Why Semantic Filtering Matters

The problem with raw indexing

Traditional search systems index everything they see:

  • numbers
  • timestamps
  • file internals
  • archive artifacts

In small datasets this goes unnoticed. In large datasets it causes irrelevant tokens to dominate search relevance.

Because full-text search treats rare terms as important, meaningless tokens begin to outweigh actual human language.


What Indexly does differently

Indexly asks a simple question during indexing:

“Would a human ever search for this?”

If the answer is no, the token is not indexed.

This decision is enforced before data reaches SQLite — not patched later via ranking tricks.

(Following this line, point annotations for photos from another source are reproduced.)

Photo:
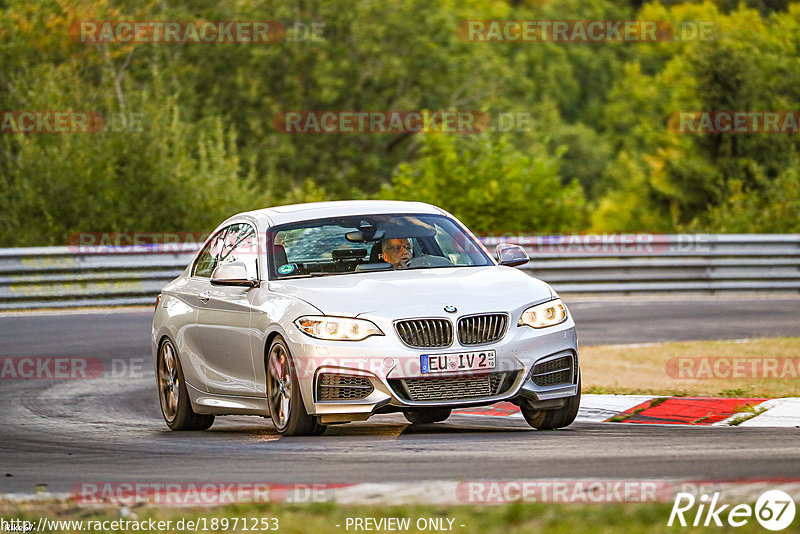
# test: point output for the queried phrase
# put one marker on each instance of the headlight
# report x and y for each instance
(337, 328)
(544, 315)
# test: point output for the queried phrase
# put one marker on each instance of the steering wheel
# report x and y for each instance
(429, 260)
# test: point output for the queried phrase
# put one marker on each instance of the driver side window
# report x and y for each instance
(233, 243)
(208, 258)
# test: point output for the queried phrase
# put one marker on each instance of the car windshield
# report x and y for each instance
(365, 243)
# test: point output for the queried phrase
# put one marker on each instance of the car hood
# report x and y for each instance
(418, 292)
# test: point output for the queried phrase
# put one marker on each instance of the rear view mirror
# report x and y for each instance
(511, 255)
(232, 274)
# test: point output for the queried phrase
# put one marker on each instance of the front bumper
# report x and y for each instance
(390, 367)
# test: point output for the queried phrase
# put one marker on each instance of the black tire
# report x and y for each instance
(552, 419)
(286, 408)
(173, 395)
(433, 415)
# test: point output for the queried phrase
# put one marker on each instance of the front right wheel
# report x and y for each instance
(552, 419)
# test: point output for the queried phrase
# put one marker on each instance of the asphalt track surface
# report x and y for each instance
(63, 432)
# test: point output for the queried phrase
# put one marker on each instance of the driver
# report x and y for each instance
(398, 252)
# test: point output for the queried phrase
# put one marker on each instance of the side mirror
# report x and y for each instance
(511, 255)
(232, 274)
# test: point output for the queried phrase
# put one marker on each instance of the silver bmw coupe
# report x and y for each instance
(327, 313)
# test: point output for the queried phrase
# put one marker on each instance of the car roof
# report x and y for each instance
(316, 210)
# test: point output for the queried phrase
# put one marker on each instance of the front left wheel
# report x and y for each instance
(286, 406)
(175, 404)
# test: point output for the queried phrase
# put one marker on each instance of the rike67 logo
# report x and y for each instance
(774, 510)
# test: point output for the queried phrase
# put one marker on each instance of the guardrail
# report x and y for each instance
(620, 264)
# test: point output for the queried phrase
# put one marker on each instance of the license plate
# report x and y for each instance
(457, 361)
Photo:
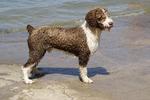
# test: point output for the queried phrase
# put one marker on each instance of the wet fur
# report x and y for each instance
(73, 40)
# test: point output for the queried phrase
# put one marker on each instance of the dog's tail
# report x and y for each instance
(30, 29)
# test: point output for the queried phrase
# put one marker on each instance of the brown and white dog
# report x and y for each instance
(81, 41)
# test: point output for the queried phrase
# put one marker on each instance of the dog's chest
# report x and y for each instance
(92, 41)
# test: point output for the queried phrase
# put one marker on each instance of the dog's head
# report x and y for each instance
(99, 18)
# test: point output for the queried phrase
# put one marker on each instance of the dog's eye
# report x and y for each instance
(99, 19)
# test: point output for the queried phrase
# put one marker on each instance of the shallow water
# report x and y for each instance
(16, 14)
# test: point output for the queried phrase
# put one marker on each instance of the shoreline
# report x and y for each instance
(120, 68)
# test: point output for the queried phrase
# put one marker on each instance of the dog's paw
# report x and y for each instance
(28, 81)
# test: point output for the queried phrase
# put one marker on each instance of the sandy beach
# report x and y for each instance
(120, 68)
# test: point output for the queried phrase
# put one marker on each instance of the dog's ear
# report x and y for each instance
(92, 16)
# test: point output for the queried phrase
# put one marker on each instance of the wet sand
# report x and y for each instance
(120, 68)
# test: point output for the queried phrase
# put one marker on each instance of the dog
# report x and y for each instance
(81, 41)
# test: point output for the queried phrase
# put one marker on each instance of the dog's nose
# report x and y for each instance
(111, 24)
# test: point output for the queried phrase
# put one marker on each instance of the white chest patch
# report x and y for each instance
(92, 40)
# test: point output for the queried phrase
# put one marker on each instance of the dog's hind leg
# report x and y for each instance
(83, 60)
(34, 59)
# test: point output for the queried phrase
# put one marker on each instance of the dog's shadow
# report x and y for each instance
(70, 71)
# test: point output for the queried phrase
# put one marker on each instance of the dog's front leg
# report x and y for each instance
(83, 60)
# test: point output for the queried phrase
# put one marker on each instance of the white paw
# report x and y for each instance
(28, 81)
(87, 80)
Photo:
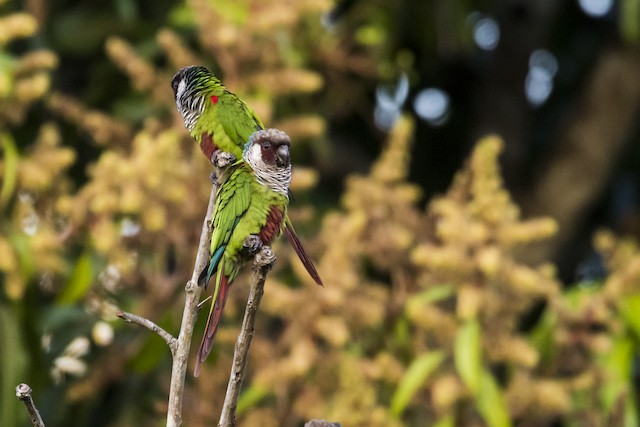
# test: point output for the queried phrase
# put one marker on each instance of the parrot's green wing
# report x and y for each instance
(237, 119)
(233, 200)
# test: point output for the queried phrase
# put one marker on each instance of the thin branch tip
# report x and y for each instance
(23, 392)
(141, 321)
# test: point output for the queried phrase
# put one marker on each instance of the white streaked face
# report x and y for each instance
(254, 156)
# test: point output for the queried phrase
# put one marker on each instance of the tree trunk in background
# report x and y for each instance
(578, 170)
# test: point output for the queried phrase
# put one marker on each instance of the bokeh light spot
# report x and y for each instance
(596, 8)
(432, 105)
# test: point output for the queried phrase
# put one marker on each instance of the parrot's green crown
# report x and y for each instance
(267, 152)
(191, 85)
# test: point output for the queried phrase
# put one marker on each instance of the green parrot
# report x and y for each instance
(219, 120)
(252, 201)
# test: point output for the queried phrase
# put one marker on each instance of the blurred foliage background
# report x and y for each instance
(466, 176)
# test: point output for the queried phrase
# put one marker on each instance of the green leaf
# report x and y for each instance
(431, 295)
(9, 169)
(251, 397)
(491, 403)
(446, 421)
(630, 20)
(413, 379)
(79, 282)
(630, 310)
(468, 355)
(542, 336)
(617, 365)
(631, 418)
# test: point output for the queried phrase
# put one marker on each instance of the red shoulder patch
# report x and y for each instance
(207, 146)
(273, 226)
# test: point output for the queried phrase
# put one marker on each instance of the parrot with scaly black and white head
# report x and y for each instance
(218, 120)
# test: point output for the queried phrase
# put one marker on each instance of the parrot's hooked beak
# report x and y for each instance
(283, 159)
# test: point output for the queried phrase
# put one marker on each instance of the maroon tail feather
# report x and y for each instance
(212, 324)
(292, 237)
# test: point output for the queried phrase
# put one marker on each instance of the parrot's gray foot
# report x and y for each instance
(252, 244)
(265, 258)
(213, 177)
(222, 159)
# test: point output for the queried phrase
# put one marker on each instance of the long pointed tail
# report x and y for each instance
(293, 239)
(215, 314)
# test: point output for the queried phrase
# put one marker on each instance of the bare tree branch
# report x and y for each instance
(262, 264)
(166, 336)
(23, 392)
(189, 316)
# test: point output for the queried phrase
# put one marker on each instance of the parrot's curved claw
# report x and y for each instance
(222, 159)
(252, 244)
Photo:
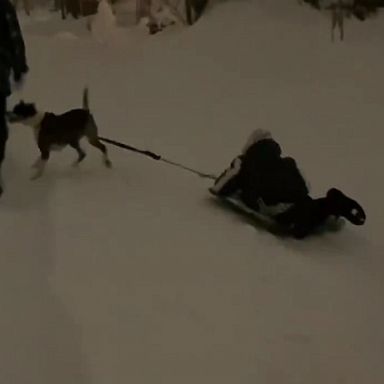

Real-world impact (simplified)

Without semantic filtering

Most common terms:
0, 00, 000, 0000, 00000

These terms appear in tens of thousands of documents and heavily distort ranking.

Users experience this as:

  • unpredictable result ordering
  • numeric-heavy matches
  • relevance degrading as databases grow

With semantic filtering

Index focuses on:
titles, subjects, authors, formats
  • junk tokens are suppressed
  • meaningful words dominate
  • search results stabilize

Search now reflects human intent, not file structure.


Does database size matter?

Larger databases naturally contain more terms. Semantic filtering improves distribution quality, not just raw counts.

This results in:

  • fewer extreme outliers
  • tighter relevance curves
  • stable performance at scale

In short

Semantic filtering makes Indexly search:

  • smarter
  • faster
  • predictable
  • easier to trust

And it does so without breaking existing databases.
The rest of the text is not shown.